Tutti dicono “I love Soa”. I fornitori si dichiarano business oriented

Il tormentone di fine maggio è stato: Service oriented architecture. I principali vendor lo hanno cantato, chi sul palco delle user conference, davanti a migliaia di persone (Computer Associates e Bea), chi nelle “sale prove” dei test center (Ibm). È già diventato un “classico” dell’It aziendale.

Service oriented architecture: un castello applicativo in cui le funzioni sono definite con un linguaggio di descrizione e hanno interfacce, indipendenti dalla piattaforma, per innescare processi di business. Queste sono le Soa, cioè le figlie di Corba, di DCom e anche dei Web service. Ovvero, l’oggetto del desiderio di tutti i fornitori di infrastruttura It. Per capirlo, basta guardare cosa è successo negli ultimi dieci giorni. Partiamo dal CaWorld, la manifestazione che Computer Associates dedica a utenti e partner. Il messaggio loro veicolato è stato quello riguardante la necessità di creare un’infrastruttura integrata, in grado di autogestirsi e amministrarsi. Il concetto, secondo Ca, diventa pratica con la creazione di ambienti dinamici, che siano, per natura, una risposta alle esigenze delle imprese e in grado di assicurare la correlazione delle informazioni che transitano sulle applicazioni. Ca pensa che Web service e Soa siano il fondamento di un approccio alla gestione delle risorse It basato sull’utility computing e sull’on demand di asset e applicazioni. Unicenter Wsdm 3.1, Web Services Distributed Management esemplifica l’idea di un tool che garantisce il presidio dei Web service e degli ambienti basati su architetture Soa, fornendo una console per la gestione centralizzata delle Soa in ambienti on demand, ed estendendo le funzionalità tipiche delle soluzioni di gestione delle infrastrutture It alle tecnologie Xml o Corba.


Contestualmente a quello di Ca, la nona edizione dell’eWorld, l’appuntamento annuale di Bea Systems, ha avuto come claim “Deploy Soa. Now”. Ovvero: “fare Soa, adesso”. Bea, con semplicità, ha spiegato le ragioni per cui le Soa devono guidare la tecnologia aziendale: per rendere l’It più efficiente e rispondente alle esigenze di business. E ha anche coniato il proprio termine per riassumere tutto questo, liquid computing, a sottolineare la necessità di raggiungere la flessibilità, applicativa e operativa.

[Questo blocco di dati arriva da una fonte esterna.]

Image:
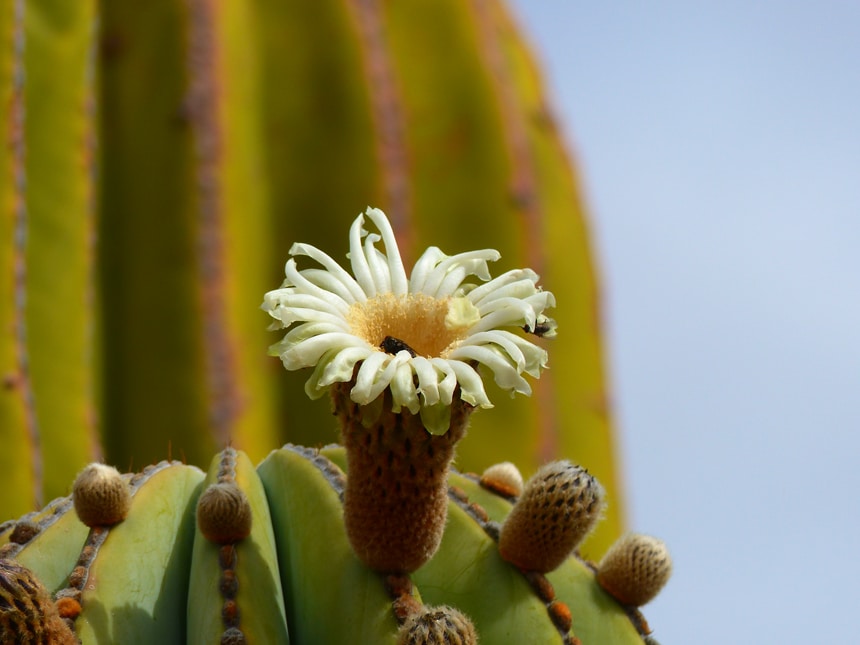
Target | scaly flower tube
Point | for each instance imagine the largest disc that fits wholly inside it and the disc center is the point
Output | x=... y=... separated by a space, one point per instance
x=401 y=358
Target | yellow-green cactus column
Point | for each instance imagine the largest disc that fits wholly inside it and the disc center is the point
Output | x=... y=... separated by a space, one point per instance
x=184 y=230
x=48 y=410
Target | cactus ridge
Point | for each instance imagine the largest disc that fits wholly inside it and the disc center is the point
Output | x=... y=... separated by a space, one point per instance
x=95 y=540
x=21 y=531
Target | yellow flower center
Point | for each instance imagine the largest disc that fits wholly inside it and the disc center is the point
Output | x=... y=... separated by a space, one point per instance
x=427 y=325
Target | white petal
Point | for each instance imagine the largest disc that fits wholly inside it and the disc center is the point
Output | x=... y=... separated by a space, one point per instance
x=366 y=377
x=517 y=289
x=305 y=302
x=429 y=259
x=403 y=392
x=377 y=263
x=384 y=378
x=308 y=352
x=304 y=285
x=342 y=366
x=496 y=337
x=327 y=280
x=428 y=380
x=471 y=386
x=313 y=387
x=399 y=286
x=290 y=315
x=506 y=278
x=436 y=418
x=471 y=263
x=360 y=268
x=506 y=374
x=333 y=268
x=516 y=315
x=449 y=381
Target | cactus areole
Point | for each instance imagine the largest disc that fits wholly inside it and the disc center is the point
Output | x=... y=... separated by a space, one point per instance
x=376 y=541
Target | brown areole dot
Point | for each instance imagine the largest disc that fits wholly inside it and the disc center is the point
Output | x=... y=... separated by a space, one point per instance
x=438 y=626
x=101 y=496
x=224 y=514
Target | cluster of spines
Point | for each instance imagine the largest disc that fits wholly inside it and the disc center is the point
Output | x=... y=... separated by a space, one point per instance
x=102 y=497
x=224 y=518
x=23 y=530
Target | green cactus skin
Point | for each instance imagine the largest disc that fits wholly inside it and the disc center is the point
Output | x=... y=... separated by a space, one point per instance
x=295 y=579
x=164 y=156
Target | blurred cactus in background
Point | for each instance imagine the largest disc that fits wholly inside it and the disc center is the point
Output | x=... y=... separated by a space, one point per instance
x=161 y=157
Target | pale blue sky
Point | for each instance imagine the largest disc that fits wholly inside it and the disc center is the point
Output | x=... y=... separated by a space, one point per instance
x=719 y=145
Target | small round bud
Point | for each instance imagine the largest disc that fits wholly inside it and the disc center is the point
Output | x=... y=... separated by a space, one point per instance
x=504 y=479
x=224 y=514
x=101 y=496
x=635 y=569
x=559 y=506
x=438 y=626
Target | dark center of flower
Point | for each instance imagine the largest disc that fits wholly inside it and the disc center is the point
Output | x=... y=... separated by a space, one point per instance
x=415 y=322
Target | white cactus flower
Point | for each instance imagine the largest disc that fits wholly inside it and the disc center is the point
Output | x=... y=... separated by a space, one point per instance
x=420 y=336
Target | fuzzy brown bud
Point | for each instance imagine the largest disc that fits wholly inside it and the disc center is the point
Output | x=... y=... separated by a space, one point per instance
x=224 y=514
x=101 y=496
x=635 y=569
x=27 y=614
x=559 y=506
x=438 y=626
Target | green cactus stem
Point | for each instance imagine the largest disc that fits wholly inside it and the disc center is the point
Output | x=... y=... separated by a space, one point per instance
x=295 y=578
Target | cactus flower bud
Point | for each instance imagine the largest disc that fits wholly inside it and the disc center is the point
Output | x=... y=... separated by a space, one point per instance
x=635 y=569
x=101 y=495
x=560 y=505
x=224 y=514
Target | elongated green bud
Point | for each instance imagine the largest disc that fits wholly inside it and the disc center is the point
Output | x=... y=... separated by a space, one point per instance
x=560 y=505
x=635 y=569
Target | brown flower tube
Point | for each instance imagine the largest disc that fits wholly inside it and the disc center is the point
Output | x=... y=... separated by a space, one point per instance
x=396 y=499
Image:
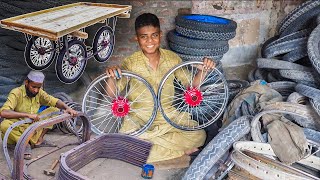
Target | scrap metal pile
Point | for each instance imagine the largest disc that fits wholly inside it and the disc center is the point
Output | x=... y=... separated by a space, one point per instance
x=288 y=90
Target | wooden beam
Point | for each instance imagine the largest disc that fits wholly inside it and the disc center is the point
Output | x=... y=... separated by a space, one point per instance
x=80 y=34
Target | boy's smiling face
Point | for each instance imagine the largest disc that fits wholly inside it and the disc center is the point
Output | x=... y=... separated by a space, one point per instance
x=149 y=38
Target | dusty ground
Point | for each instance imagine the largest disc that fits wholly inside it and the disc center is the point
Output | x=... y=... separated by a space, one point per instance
x=103 y=168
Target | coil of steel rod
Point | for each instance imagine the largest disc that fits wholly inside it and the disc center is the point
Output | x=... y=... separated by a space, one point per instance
x=18 y=161
x=115 y=146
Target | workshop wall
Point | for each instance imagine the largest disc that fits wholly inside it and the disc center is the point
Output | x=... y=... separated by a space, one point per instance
x=257 y=21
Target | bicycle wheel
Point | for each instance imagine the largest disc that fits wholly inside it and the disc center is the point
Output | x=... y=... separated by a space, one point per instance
x=103 y=44
x=129 y=108
x=39 y=53
x=192 y=108
x=71 y=62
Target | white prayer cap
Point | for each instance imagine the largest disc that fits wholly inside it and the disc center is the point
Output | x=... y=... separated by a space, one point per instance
x=36 y=76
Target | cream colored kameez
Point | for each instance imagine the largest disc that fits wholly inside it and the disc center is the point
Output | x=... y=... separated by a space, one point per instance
x=168 y=142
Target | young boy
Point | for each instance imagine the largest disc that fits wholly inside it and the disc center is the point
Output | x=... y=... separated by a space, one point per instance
x=152 y=63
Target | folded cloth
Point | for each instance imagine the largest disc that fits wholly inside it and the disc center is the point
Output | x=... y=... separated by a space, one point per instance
x=287 y=141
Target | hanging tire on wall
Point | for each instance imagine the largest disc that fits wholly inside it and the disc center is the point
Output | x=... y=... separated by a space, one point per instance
x=103 y=44
x=71 y=62
x=39 y=53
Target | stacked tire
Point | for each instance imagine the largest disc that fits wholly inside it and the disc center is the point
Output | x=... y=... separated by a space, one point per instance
x=293 y=54
x=197 y=36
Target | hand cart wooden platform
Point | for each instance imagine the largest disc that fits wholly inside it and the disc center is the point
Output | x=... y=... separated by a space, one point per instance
x=61 y=31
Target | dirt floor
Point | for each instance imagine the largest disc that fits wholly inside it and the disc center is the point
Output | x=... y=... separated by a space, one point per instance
x=106 y=168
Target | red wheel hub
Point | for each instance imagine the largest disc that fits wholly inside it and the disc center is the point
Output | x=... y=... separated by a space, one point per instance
x=42 y=50
x=192 y=96
x=105 y=44
x=120 y=107
x=73 y=61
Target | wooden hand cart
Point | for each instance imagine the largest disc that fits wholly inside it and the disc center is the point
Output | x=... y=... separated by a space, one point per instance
x=61 y=31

Tanto semplice l’assunto, quanto imponente l’impegno a cui tutto il complesso, di fornitori e utenti, è chiamato. Allo scopo Bea collaborerà anche con la comunità open source allo sviluppo di un framework. La società vuole mettere a disposizione degli sviluppatori WebLogic Workshop, il proprio tool di sviluppo rapido, per incrementare il numero di soluzioni sviluppate sulla propria piattaforma Java. La società offrirà la tecnologia con una licenza open source (Bsd), nell’ambito di un’iniziativa battezzata Beehive. Fondamentale, anche, il ruolo dei partner. Come Hp, che condivide con Bea la visione Soa, collocandola in seno alla strategia dell’Adaptive Enterprise, tesa ad automatizzare i cambiamenti dei data center degli utenti al mutare delle loro esigenze lavorative.


Austin (Texas), Delhi (India), Hursley (Inghilterra) e Pechino (Cina), invece, sono diventate le capitali delle Soa secondo Ibm. In queste quattro località Big Blue ha aperto altrettanti centri di competenza per le Soa, per la loro configurazione e diffusione press gli utenti. Li ha chiamati Design Center, a evidenziare la componente progettuale, un misto di It e business, che trova compimento solo se è coinvolto l’utilizzatore del servizio. Potrebbero definirsi laboratori operativi, di educazione all’uso del software Ibm abilitante la costruzione di architetture di servizi, il cui fine è l’on demand.